Our next challenge was finding a way to maintain the necessary compression on my crotch area. Full length stockings for my legs was the easy part but bandaging my ‘other area’ was not! After a few futile attempts (multiple girdles with an added pressure pad, a female jock strap looking contraption often used by pregnant women). Then a call to her Juzo rep. informed her that I could get a pair of custom made ‘bike shorts’. Several months and HUNDREDS of dollars later, I was fully outfitted with the 4 proper, compression garments to be worn 24/7 except for showers and nightly massage, likely for the rest of my life. I have since found out that light, trampoline bouncing is helpful in strengthening my legs and assisting my lymph movement. Also, yoga.
Quarterly checks of my tissue and exacting measurements for the next 2-3 years indicated that all processes were being successful. I now see my FRIEND, Andi about once a year to confirm my continuing success.

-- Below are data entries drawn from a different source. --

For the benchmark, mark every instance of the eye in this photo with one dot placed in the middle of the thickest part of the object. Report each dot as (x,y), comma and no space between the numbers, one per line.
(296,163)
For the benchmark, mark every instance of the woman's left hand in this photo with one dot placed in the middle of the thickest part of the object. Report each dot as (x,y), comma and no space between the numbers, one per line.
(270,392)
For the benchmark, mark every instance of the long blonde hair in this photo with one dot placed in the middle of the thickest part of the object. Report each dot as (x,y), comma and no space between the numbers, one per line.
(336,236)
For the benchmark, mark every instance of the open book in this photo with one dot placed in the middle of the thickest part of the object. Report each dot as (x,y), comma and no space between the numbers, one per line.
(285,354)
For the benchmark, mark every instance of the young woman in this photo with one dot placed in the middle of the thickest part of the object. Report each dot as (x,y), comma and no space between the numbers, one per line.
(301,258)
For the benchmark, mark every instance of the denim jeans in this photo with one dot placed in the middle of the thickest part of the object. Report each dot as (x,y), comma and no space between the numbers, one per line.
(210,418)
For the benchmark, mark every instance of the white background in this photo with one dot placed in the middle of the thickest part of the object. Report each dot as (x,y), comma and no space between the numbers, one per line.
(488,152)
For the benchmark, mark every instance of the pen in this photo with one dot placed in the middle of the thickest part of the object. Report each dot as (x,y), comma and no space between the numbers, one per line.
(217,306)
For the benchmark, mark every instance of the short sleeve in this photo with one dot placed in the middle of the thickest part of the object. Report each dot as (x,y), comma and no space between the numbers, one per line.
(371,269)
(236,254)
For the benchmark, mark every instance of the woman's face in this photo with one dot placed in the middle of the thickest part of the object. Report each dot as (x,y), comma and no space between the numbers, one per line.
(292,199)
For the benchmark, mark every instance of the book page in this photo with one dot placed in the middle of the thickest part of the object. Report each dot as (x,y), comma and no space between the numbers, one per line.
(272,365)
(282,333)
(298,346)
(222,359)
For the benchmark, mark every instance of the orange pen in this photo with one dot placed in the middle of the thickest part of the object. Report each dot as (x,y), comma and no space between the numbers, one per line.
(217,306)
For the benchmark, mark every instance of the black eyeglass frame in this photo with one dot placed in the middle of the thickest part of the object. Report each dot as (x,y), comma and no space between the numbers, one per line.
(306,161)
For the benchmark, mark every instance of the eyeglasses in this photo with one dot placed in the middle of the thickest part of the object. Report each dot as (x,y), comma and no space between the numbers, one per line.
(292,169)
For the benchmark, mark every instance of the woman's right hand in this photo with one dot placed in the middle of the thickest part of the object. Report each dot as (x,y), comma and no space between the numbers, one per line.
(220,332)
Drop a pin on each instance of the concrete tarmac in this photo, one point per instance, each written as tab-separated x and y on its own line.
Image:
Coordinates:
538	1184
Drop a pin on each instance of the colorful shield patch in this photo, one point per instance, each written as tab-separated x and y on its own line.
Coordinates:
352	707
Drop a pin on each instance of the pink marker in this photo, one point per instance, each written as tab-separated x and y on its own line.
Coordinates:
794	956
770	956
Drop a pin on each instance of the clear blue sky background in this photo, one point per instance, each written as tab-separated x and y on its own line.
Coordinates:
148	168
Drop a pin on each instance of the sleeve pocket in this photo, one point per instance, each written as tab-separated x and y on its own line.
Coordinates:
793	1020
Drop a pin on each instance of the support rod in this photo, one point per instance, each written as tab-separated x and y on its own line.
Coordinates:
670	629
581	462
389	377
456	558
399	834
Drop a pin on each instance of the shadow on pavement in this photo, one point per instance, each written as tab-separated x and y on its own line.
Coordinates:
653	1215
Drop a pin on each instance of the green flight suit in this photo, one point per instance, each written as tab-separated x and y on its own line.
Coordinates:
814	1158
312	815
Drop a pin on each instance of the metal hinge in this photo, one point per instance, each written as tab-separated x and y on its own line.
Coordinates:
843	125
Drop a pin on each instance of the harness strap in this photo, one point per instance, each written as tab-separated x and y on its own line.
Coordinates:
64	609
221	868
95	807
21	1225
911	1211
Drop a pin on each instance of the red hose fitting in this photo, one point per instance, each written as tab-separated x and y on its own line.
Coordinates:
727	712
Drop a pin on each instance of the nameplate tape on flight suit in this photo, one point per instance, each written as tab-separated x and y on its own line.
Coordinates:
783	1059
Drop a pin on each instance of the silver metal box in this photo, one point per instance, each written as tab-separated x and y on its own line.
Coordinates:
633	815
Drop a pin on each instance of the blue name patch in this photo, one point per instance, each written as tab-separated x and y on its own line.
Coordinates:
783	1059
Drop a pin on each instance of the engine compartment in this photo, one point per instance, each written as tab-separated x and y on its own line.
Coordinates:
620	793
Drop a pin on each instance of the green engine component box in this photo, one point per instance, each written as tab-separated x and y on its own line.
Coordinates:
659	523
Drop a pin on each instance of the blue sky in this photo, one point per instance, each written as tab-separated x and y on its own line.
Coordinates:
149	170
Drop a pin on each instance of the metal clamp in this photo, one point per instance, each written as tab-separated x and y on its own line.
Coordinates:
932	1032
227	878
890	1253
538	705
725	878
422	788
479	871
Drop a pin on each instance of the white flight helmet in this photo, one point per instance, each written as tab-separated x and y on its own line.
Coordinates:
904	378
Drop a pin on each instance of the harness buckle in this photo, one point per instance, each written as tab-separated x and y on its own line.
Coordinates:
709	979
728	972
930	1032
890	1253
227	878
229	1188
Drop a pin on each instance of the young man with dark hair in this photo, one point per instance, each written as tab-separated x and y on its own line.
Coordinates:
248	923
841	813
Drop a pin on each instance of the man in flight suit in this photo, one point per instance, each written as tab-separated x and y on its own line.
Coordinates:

I am delighted to report that now, approximately 4 years later, she has a full sized doctor’s office, 4 more therapists, 2 receptionists and an assistant! They have also now added wound care to her office. I will be forever grateful to Andi for her extensive, targeted education, experience and passion to help lymphedema patients. Especially those of us that had been so misdiagnosed and shuttled around before landing on her doorstep.
Thankfully, after my cancer diagnosis, surgery, complications and recovery, I never developed “Why ME?” syndrome. It became apparent to me early on that my purpose was to educate women to be much more aware and in touch with their bodies. To trust their own instincts and intuitions and ACT when something was different for YOU.
This will be my 6th year participating in the ACS’s Relay for Life ~ the first time just 4 months post-op when I managed to walk 3 miles, NOT all at once! To date I have raised over $12,000 and am proud and uplifted attending each year. Especially that first lap in my purple SURVIVOR shirt : ) I consider myself a VICTOR not a victim of cancer and I do not “suffer” from lymphedema, I’m a lymphedema patient.
For 2 years after my recovery I also volunteered for ARFnets, an animal rescue and fostering group in my small county. (just South of Knoxville, TN.)
AND NOW ~ I am proud to be the TN Team Liaison and a Lymphedema Advocacy Group board member. As one of my co-board members so aptly put it, this is our way of giving back. “It is our dream to see the day when no patient goes without a proper diagnosis and treatment, and no patient has to struggle to afford medically necessary compression garments and devices they desperately need”.
I cannot end this without recognizing my family and friends, cancer and lymphedema supporters all. They truly have kept me afloat for these past 5 years and I’m sure will continue to do so!